Glory for French pair

By BBC Sport Online's James Cowling

Skating first in the final group of skaters, Marina Anissina and Gwendal Peizerat of France captured the gold medal by winning the free dance in a 5-4 decision over Irina Lobacheva and Ilia Averbukh of Russia.

The French team displaced their usual dramatic flair in their free dance based on the Martin Luther King's 'I Have a Dream' speech.

They were very confident and smooth in their performance with each move flowing into the next.

Their programme included their crowd pleasing trademark reverse lift where Anissina lifts him off the ice.

They received 5.7s and 5.8s right across the board for technical merit and 5.8s and six 5.9s for presentation.

The Russians rose to the challenge by skating an equally dramatic routine, but they had to settle for the silver medal.

Their routine included dynamic lifts and two huge single axel jumps performed by Averbukh.

World champions Barbara Fusar-Poli and Maurizio Margaglio of Italy held off the Canadian team of Shae-Lynn Bourne and Victor Kraatz to win the bronze medal despite a fall.

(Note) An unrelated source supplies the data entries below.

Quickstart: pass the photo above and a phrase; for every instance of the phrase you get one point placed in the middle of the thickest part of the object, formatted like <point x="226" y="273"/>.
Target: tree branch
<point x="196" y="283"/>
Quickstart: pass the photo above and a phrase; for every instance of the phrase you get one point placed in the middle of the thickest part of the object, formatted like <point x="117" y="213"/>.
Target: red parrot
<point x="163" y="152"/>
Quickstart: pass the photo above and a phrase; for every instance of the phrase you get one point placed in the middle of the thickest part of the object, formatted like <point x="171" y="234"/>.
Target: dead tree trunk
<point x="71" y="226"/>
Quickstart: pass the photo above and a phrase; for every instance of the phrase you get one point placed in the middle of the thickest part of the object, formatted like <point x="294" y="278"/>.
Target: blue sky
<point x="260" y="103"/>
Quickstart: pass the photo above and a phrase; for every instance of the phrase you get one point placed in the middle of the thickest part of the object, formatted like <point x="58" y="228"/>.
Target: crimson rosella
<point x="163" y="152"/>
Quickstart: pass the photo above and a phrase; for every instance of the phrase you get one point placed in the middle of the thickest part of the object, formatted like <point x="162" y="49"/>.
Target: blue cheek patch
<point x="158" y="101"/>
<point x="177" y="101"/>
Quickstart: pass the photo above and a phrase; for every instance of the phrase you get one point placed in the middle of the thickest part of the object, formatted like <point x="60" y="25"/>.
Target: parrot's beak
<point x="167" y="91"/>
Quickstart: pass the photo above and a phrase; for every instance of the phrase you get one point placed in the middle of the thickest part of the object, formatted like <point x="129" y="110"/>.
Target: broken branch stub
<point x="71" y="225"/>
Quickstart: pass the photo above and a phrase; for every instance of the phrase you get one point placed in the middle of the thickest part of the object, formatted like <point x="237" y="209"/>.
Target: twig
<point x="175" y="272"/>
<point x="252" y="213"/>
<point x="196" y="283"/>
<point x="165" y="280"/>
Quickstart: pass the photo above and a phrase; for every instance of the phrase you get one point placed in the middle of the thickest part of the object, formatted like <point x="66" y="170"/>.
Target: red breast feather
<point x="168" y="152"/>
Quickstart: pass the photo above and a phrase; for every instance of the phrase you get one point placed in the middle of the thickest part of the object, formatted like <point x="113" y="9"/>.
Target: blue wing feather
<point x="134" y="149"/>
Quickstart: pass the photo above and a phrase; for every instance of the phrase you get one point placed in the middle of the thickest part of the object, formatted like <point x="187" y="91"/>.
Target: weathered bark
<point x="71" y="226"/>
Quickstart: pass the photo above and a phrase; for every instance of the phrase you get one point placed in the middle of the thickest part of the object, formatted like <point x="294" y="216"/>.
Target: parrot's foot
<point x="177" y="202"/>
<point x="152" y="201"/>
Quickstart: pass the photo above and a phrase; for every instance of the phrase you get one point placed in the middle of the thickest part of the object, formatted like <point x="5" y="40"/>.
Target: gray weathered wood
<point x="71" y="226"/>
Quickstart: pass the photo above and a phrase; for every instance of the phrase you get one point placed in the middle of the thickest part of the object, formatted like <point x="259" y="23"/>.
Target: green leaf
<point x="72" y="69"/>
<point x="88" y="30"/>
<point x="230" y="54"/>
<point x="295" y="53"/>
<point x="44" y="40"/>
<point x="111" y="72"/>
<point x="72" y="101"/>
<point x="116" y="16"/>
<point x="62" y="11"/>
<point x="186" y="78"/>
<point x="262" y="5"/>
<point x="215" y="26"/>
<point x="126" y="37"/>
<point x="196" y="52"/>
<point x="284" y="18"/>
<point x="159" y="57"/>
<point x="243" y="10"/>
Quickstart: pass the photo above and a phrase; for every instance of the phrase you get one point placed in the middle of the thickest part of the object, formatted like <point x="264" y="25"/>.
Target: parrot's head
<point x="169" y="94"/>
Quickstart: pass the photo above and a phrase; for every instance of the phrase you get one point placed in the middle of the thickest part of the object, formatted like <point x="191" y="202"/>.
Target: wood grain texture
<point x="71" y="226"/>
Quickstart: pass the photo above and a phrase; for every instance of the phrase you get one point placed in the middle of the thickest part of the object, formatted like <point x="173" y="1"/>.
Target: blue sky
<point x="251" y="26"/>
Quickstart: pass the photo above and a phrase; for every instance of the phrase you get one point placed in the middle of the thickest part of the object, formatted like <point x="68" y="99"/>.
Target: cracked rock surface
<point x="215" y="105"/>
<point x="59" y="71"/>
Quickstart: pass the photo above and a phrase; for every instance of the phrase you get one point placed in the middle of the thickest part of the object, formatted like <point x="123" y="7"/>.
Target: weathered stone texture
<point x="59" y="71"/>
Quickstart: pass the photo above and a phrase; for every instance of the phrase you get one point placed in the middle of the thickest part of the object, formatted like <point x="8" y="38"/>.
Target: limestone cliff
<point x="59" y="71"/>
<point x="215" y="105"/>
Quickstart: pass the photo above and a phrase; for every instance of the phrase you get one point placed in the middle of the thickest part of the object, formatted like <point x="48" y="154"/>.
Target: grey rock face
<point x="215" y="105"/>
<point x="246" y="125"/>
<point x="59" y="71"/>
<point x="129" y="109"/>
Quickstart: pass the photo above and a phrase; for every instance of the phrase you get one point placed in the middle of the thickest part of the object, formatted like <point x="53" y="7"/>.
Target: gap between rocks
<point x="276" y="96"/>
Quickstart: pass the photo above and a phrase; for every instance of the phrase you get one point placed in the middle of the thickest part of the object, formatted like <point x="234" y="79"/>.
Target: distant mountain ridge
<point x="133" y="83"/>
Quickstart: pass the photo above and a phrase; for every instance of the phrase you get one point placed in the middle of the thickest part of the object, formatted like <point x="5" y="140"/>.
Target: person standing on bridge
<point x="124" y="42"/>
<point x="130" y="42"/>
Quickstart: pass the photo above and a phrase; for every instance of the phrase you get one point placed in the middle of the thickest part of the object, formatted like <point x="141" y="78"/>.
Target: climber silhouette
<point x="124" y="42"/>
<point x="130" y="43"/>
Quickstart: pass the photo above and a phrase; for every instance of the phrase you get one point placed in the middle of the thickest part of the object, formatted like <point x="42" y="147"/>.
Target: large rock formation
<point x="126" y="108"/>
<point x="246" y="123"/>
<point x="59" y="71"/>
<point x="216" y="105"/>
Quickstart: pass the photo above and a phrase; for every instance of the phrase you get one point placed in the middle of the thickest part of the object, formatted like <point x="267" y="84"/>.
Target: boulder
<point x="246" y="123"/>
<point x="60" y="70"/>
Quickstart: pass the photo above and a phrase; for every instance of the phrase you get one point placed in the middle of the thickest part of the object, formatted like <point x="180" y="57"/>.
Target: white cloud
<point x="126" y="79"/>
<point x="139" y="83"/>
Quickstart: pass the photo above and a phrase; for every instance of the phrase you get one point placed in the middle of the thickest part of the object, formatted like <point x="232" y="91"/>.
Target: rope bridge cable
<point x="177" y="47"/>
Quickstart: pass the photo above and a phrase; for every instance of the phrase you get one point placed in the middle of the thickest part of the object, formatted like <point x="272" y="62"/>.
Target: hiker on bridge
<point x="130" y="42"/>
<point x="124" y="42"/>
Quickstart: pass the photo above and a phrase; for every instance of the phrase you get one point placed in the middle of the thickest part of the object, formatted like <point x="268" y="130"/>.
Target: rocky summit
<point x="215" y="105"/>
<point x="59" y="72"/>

Margaglio tripped on the required straight line footwork sequence which is an automatic deduction of at least two-tenths of a point.

The Canadians also had a fall right at the end of their performance which saw a medal slide through their fingertips.

Vast improvement

Marika Humphreys and Vitaliy Baranov of Britain had a slight bobble during a twizzle in their free dance, but their strong and original lifts brought cheers from the crowd.

The couple from Deeside, Wales, moved up one place to finish 15th overall.

Despite the continuing judging controversy that has surrounded these Olympics, the quality of skating of all the top couples has dramatically improved over the last few years.

Many of the ice dancers performed their free dances without a visible error.

With three of the figure skating competitions over, the premier event, the ladies, starts on Tuesday night with the short programme.